Jésus n'a pas surplombé les souffrances de l'Humanité. Il n'a pas tant compati, donné des conseils, ni même donné son point de vue pour les expliquer. Il les a assumées dans la chair, l'esprit et le cœur de sa propre vie. Il a porté nos souffrances. Il n'était pas venu avec l'idée de les éviter, mais au contraire de vivre intensément la condition humaine, y compris dans ce qu'elle a de plus horrible, de plus pénible et de plus radical. Isaïe le prophète a une page lumineuse de vérité sur ce serviteur souffrant (Isaïe 53 1-12).
Qui aurait cru ce que nous avons entendu ? A qui la puissance du Seigneur a-t-elle été ainsi révélée ? Devant Dieu, le serviteur a poussé comme une plante chétive, enracinée dans une terre aride. Il n'était ni beau ni brillant pour attirer nos regards, son extérieur n'avait rien pour nous plaire. Il était méprisé, abandonné de tous, homme de douleurs, familier de la souffrance, semblable au lépreux dont on se détourne ; et nous l'avons méprisé, compté pour rien.
Pourtant, c'étaient nos souffrances qu'il portait, nos douleurs dont il était chargé. Et nous, nous pensions qu'il était châtié, frappé par Dieu, humilié. Or, c'est à cause de nos fautes qu'il a été transpercé, c'est par nos péchés qu'il a été broyé. Le châtiment qui nous obtient la paix est tombé sur lui, et c'est par ses blessures que nous sommes guéris. Nous étions tous errants comme des brebis, chacun suivait son propre chemin.
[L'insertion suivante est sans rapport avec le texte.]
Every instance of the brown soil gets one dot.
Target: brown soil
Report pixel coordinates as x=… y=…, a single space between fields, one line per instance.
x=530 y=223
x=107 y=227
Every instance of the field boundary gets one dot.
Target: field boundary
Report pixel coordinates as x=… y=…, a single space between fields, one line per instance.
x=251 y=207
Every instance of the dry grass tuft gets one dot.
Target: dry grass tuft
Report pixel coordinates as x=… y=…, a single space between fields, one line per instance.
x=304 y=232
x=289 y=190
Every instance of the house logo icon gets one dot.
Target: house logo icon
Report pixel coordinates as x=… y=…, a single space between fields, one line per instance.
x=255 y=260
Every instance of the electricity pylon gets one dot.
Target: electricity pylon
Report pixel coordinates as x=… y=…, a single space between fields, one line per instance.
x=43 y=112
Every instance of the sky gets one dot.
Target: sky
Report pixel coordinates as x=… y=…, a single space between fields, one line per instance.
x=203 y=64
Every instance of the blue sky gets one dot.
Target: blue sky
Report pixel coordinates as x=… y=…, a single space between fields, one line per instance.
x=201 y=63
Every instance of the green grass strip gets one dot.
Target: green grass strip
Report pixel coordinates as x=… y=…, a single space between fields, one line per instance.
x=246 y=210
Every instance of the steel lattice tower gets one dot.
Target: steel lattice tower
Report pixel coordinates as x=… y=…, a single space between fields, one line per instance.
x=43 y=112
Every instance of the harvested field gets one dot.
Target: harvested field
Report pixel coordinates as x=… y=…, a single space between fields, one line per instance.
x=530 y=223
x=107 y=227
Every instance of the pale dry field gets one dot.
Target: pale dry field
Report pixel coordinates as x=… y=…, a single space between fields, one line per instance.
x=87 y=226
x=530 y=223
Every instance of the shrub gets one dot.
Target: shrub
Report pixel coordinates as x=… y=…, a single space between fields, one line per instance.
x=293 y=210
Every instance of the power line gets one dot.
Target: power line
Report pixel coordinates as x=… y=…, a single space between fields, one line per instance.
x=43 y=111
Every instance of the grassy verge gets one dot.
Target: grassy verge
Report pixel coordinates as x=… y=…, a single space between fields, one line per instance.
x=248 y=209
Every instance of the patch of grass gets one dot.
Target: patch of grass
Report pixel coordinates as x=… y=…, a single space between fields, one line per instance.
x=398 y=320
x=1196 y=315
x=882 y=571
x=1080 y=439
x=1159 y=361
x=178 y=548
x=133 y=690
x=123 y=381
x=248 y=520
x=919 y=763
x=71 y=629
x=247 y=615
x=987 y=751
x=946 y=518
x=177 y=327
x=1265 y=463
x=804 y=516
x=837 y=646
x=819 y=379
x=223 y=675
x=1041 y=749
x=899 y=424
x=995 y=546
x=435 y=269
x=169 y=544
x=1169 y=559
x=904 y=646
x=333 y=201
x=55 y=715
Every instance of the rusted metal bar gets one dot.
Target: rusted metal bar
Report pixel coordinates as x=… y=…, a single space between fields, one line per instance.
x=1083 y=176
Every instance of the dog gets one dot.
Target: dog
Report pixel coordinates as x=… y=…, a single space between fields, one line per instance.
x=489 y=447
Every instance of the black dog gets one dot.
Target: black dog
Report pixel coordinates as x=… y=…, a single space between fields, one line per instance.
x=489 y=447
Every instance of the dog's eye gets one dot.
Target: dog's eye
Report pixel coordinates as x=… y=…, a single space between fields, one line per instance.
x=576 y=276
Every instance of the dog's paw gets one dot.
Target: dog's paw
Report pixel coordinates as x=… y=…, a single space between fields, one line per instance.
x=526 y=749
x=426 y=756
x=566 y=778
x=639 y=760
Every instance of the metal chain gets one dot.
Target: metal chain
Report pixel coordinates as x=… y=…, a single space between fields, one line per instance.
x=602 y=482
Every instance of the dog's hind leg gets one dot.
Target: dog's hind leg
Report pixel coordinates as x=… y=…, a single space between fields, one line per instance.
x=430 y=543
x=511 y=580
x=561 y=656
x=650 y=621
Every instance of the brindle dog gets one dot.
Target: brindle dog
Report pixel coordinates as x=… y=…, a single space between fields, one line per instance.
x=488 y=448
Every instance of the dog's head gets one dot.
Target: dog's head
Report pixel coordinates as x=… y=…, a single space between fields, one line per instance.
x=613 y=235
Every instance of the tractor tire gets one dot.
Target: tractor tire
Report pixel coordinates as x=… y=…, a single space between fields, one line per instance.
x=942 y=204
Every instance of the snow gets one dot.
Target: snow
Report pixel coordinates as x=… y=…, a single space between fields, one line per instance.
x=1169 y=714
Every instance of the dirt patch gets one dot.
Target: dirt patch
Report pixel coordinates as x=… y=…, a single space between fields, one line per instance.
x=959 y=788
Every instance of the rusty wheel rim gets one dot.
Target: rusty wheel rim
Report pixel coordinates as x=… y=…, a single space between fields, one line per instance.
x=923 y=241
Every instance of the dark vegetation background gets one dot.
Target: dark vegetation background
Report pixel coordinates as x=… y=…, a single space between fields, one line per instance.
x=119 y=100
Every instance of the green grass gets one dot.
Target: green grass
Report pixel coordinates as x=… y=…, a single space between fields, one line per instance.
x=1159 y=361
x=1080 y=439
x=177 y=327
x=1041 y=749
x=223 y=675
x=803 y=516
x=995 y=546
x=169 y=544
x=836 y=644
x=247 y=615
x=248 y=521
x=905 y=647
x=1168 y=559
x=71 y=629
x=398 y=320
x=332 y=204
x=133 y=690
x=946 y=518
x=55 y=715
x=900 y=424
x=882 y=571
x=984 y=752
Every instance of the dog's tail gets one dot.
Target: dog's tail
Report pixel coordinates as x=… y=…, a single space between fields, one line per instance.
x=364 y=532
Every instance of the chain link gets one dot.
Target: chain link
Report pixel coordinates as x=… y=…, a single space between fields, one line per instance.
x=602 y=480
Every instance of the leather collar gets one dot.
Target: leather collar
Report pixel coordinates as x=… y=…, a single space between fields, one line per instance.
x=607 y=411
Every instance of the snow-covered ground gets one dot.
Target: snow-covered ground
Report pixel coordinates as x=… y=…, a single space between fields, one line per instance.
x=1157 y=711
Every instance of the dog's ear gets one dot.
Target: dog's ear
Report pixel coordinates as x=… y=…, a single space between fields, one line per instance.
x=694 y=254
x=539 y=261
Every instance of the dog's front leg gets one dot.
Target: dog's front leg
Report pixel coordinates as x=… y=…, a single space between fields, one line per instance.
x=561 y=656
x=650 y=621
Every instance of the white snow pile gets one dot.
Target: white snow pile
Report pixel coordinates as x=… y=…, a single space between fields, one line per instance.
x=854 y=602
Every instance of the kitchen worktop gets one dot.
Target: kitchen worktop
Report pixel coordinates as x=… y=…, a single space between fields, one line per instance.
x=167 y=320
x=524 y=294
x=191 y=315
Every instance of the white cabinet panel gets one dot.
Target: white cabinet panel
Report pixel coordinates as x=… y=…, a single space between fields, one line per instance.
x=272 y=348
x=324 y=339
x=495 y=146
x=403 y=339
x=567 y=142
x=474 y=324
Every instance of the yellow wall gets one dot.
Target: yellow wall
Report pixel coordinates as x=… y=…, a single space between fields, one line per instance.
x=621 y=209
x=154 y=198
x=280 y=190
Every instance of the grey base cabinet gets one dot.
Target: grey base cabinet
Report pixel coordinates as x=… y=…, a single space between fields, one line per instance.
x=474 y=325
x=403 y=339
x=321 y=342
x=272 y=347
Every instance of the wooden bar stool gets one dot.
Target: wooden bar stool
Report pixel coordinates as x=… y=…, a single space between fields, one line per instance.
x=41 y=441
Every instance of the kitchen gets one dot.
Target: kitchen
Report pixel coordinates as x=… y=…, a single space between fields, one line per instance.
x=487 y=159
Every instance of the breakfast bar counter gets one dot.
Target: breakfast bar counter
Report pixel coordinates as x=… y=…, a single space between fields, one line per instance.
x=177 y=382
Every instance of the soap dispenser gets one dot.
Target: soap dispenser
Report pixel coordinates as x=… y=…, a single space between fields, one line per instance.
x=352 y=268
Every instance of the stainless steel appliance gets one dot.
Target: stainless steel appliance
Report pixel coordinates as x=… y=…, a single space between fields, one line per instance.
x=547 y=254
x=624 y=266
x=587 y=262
Mais le Seigneur a fait retomber sur lui nos fautes à nous tous.
Maltraité, il s'humilie, il n'ouvre pas la bouche : comme un agneau conduit à l'abattoir, comme une brebis muette devant les tondeurs, il n'ouvre pas la bouche. Arrêté, puis jugé, il a été supprimé. Qui donc s'est soucié de son destin ? Il a été retranché de la terre des vivants, frappé à cause des péchés de son peuple. On l'a enterré avec les mécréants, son tombeau est avec ceux des enrichis; et pourtant il n'a jamais commis l'injustice, ni proféré le mensonge. Broyé par la souffrance, il a plu au Seigneur. Mais, s'il fait de sa vie un sacrifice d'expiation, il verra sa descendance, il prolongera ses jours : par lui s'accomplira la volonté du Seigneur. A cause de ses souffrances, il verra la lumière, il sera comblé. Parce qu'il a connu la souffrance, le juste, mon serviteur, justifiera les multitudes, il se chargera de leurs péchés.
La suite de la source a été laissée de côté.